How To Quickie: Repair MySQL Tables
After a long, hard day of fetching and editing tables, MySQL can become overburdened and create overhead. This can be almost directly compared to how defragmentation occurs on a hard drive. For example, something needs to be replaced in one location but there is not enough space so part of it goes here and part goes there; discontinuous. Over time, overhead for very active tables in your database can reach high levels and the result will be something like what happened to me in March. You can ensure a healthy database by following this quick fix every once in a while.
1) Locate and login to your phpMyAdmin client. 2) Select the database and click on the name of the database (circled).
![Repair MySQL Tables in phpMyAdmin](https://turbo.paulstamatiou.com/uploads/2006/05/phpmyadmin.jpg)
3) You should see all of the tables for your database.
![Repair MySQL Tables in phpMyAdmin](https://turbo.paulstamatiou.com/uploads/2006/05/phpmyadmin2.jpg)
4) Select the checkboxes for each table that has an overhead value.
![Repair MySQL Tables in phpMyAdmin](https://turbo.paulstamatiou.com/uploads/2006/05/phpmyadmin3.jpg)
This was only for example.
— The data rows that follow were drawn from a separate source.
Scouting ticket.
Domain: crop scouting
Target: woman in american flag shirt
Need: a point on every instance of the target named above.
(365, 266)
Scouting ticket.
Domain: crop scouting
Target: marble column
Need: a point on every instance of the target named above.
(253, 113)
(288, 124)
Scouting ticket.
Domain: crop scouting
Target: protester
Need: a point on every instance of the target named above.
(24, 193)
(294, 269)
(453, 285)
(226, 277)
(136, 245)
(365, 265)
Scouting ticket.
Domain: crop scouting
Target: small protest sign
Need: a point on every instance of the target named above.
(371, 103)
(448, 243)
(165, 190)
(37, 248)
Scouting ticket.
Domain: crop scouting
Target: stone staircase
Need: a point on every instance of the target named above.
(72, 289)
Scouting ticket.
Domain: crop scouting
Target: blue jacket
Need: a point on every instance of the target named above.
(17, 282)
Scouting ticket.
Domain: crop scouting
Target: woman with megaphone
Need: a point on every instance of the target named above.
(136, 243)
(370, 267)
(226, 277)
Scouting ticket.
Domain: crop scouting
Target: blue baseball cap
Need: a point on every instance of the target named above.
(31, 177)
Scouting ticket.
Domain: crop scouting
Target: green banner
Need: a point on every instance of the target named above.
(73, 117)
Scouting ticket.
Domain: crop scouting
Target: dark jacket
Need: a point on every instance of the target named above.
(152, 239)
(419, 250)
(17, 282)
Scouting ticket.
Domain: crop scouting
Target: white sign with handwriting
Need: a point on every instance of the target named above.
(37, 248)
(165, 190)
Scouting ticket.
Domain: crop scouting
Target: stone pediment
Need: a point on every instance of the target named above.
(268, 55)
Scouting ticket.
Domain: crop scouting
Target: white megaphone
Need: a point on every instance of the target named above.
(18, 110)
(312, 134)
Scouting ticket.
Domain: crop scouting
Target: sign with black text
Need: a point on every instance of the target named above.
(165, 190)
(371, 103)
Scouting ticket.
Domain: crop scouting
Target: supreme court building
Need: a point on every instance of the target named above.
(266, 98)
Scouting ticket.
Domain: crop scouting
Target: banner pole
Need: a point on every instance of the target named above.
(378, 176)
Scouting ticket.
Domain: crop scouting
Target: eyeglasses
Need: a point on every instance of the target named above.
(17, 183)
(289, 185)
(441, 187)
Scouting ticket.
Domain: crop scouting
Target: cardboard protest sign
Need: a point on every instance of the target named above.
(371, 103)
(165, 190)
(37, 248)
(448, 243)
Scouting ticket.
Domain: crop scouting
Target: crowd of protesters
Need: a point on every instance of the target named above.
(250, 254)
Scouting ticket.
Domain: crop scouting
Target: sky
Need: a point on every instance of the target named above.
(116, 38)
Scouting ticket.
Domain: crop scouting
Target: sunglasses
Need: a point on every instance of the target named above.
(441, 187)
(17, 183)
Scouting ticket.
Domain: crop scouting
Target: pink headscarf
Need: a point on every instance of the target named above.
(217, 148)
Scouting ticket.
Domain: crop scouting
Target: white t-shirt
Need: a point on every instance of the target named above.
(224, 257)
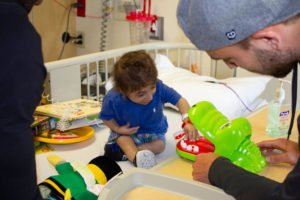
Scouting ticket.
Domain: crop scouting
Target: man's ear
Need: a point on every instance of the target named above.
(271, 35)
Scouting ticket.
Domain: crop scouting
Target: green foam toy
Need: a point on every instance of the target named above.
(231, 138)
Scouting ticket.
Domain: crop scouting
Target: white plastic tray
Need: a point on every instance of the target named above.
(138, 178)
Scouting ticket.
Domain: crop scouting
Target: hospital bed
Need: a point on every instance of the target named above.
(88, 76)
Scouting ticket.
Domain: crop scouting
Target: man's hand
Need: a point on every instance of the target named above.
(288, 151)
(202, 165)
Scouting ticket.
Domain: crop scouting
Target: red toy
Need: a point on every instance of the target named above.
(189, 149)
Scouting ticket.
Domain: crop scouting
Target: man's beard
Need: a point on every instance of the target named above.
(276, 63)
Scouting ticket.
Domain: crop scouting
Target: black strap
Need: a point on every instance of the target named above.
(294, 98)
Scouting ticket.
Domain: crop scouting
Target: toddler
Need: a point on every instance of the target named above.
(133, 110)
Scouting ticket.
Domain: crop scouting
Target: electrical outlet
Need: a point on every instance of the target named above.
(81, 8)
(158, 28)
(79, 41)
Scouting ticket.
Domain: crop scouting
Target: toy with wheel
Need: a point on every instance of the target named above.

Tables with an overhead value under a kilobyte aren't really anything to worry about.
5) Go to the drop-down menu with selected on the bottom and select repair. 6) If everything works out, you will see the something like the image below.
![Repair MySQL Tables in phpMyAdmin](https://turbo.paulstamatiou.com/uploads/2006/05/phpmyadmin4.jpg)
7) Clicking on the database name again should show the screenshot below, with no overhead for any of the tables. That's it!